Archive for May, 2007

Day 10 -5/31 – Amazon Jungle

Thursday, May 31st, 2007

6:30AM – I woke up this morning not feeling so hot. Maybe the lack of sleep is finally catching up with me. We grabbed a quick bite downstairs and then checked out of our hotel. We couldn’t wait to get out of this place.

8:30AM – A big Exploroama bus full of tourists picked us up from our hotel. We made one more stop at another hotel before heading to Explororama’s main office. We dropped off our luggage and boarded the boat. We left the dock from the Italia River which meets up with the Amazon River. It would be a 45 minute ride to Ceiba Tops, our hotel.

10:30AM – After applying bug repellent, we met up with Carlos for a walking tour. He showed us birds, trees, frogs, fruits, and bugs that are commonly found in the jungle. I’m not sure how much Alice saw though; she was busy swatting away mosquitoes.

12:30PM – Lunch was a buffet where many common Peruvian dishes were served.

2:30PM – Roldan took us on a boat to see the pink and gray dolphins. It took a while at first, but we finally got the hang of watching the dolphins surface as they came up for air. The gray ones are female and the pink one are male. Next, we visited the Yagua tribe. They performed many ceremonial dances passed on from their ancestors. I even joined in on the fun. After the performance, they brought us outside to try their blow darts. When it was my turn, I missed to the left. So I recalibrated a little and hit the target on my very next try. Alice gave it a go too, but she couldn’t get any distance. After that, we went to the area where the tribe was selling their hand crafts. I got myself a miniature version of the blow dart. Watch out everyone; I’m armed and dangerous!

4:30PM – We got back to the hotel and rested before dinner.

7:30PM – We had buffet dinner st the lodge.

Day 9 – 5/30 – Travel Day

Wednesday, May 30th, 2007

8:00AM – We got up early to pack up all our stuff and still managed to miss breakfast. I wasn’t hungry anyway, but Alice wanted to try this pastry shop across the street.

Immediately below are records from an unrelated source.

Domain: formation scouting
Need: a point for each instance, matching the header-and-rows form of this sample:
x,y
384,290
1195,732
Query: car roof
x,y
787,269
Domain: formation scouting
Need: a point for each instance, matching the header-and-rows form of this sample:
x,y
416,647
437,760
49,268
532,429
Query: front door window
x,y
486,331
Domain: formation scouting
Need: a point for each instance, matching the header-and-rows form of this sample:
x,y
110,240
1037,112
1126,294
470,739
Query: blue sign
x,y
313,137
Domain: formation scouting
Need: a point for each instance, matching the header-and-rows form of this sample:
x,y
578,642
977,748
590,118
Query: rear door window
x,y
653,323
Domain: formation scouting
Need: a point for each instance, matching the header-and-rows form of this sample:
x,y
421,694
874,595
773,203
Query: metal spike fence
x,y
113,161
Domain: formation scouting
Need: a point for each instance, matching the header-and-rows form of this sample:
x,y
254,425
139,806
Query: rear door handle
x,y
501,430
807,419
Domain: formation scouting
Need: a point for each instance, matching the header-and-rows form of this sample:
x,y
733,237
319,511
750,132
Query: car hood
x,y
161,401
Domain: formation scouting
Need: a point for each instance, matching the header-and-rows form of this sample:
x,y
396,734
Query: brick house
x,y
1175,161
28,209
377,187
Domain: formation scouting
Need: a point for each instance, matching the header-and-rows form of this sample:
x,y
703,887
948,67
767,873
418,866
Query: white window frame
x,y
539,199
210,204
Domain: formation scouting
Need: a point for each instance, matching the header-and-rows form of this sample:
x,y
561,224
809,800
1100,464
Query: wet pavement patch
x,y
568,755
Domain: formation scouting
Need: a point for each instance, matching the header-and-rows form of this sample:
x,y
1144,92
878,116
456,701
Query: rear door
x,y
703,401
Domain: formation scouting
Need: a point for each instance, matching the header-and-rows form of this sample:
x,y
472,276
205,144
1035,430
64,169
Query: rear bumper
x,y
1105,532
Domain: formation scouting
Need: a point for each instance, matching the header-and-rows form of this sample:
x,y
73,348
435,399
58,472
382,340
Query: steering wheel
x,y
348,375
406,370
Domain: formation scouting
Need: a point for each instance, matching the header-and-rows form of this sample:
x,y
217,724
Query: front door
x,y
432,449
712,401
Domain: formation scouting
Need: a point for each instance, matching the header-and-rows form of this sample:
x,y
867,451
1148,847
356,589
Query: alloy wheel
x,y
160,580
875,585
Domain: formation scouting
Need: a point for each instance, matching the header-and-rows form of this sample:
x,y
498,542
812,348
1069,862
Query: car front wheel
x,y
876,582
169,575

10:00AM – We checked out of our hotel, and Carina took us to the airport. She had already checked in for us online and provided us with boarding passes for both flights. As we were saying our good-byes, we were hit with a strong aroma of coffee. She explained that it comes from an area near Machu Picchu. We sampled the coffee, and it tasted pretty good. And that’s coming from someone who doesn’t normally drink coffee. We liked it enough that we bought two bags of coffee grounds for $4 each.

11:55AM – We caught our flight from Cusco to Lima. The airport tax was $4.23 per person.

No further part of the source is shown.